The electric-car maker was down 3.5% after a Tesla vehicle, which was believed to be operating without anyone in the driver’s seat, crashed into a tree on Saturday night north of Houston, killing two occupants.
The stock, which was the biggest drag on the S&P 500 and the Nasdaq, was also under pressure due to a sharp drop in bitcoin over the weekend.
The S&P 500 was mostly lower, with Microsoft Corp, Amazon.com Inc and Nvidia Corp also weighing on the benchmark index as analysts await results this week and next that form the bulk of earnings season.
Corporate outlooks should indicate to what degree the rally from last year’s lows can continue. Analysts expect first-quarter earnings to have grown 30.9% from a year ago, according to Refinitiv IBES data.
The U.S. economy is poised to boom as consumers hold $2 trillion in savings in excess of pre-pandemic levels, said Doug Peta, chief U.S. investment strategist at BCA Research, adding markets are in pause mode.
“If indeed we do keep grinding higher that would be healthy, that would suggest that the grinding higher is sustainable,” Peta said. “The pullbacks along the way are healthy.”
Real estate was the only one of the 11 S&P 500 sectors to post gains for wall street investors.
Nvidia fell 3.5% on wall street after the UK government said it would look into the national security implications of Nvidia’s purchase of British chip designer ARM Holdings, raising a question mark over the $40 billion deal.
Coca-Cola Co rose 1% after the beverage maker trounced estimates for quarterly profit and revenue, benefiting from the easing of pandemic curbs and wide vaccine rollouts.
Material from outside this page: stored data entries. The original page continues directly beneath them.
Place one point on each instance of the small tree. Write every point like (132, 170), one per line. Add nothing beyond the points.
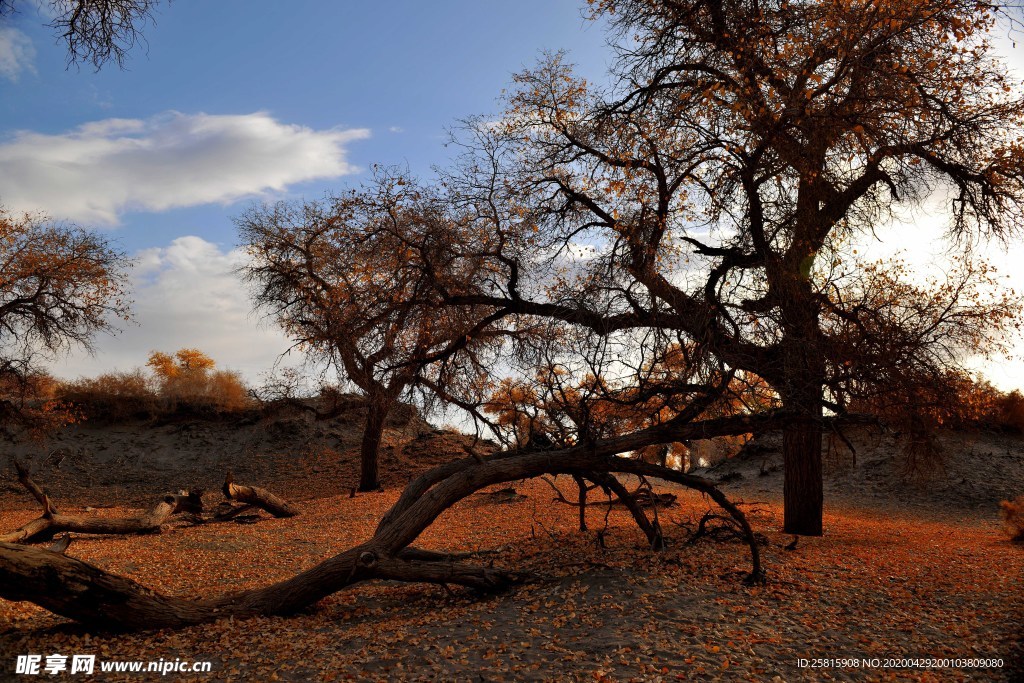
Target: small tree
(59, 285)
(189, 378)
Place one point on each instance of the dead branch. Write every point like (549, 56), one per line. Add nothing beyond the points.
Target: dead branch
(80, 591)
(51, 521)
(260, 498)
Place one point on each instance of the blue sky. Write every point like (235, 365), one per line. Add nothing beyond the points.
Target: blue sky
(231, 101)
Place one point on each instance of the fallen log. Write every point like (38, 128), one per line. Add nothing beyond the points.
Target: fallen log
(79, 591)
(257, 497)
(52, 522)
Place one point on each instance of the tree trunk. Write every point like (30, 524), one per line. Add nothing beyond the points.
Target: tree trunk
(377, 411)
(582, 485)
(148, 522)
(804, 368)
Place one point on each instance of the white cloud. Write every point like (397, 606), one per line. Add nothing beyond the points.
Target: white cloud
(102, 168)
(16, 53)
(186, 295)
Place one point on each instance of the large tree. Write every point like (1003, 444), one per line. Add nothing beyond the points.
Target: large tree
(742, 145)
(59, 285)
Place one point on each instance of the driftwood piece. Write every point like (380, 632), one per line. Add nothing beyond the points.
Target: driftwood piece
(257, 497)
(51, 521)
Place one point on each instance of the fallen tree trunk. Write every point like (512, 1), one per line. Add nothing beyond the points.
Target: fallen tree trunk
(259, 498)
(52, 522)
(79, 591)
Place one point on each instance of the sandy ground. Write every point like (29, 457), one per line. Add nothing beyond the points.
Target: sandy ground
(909, 567)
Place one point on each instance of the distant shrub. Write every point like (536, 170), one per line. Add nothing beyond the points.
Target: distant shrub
(112, 395)
(1013, 515)
(184, 382)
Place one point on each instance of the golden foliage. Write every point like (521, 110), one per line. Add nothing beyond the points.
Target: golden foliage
(184, 381)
IBM Corp, another blue-chip company, slipped about 0.2% on wall street ahead of its results after market close.
”The market has had a huge jump to the upside so it needs to take a little bit of rest,” said Peter Cardillo, chief market economist at Spartan Capital Securities in New York.
”For now it’s just a little bit of profit taking as traders await results from big tech names on Wall Street.”
Wall Street Index Overview
The Dow Jones Industrial Average fell 123.04 points, or 0.36%, to 34,077.63. The S&P 500 lost 22.21 points, or 0.53%, at 4,163.26; while the Nasdaq Composite dropped 137.58 points, or 0.98%, to 13,914.77 as volume on U.S. exchanges was 9.86 billion shares.
A recent retreat in benchmark 10-year Treasury yields from 14-month highs has helped high-flying technology stocks to rebound, while strong economic data has lifted the S&P 500 and the Dow to record levels.
The S&P 500 has gained the past four weeks, its longest winning streak since August 2020.
GameStop Corp jumped 6.3% on wall street after the announcement of its chief executive’s resignation while Harley-Davidson Inc jumped 9.7% after the motorcycle maker raised it full-year forecast for sales growth.
Crypto stocks including miners Riot Blockchain and Marathon Digital each fell more than 8% as bitcoin took a hammering over the weekend. Bitcoin closed down 0.7%.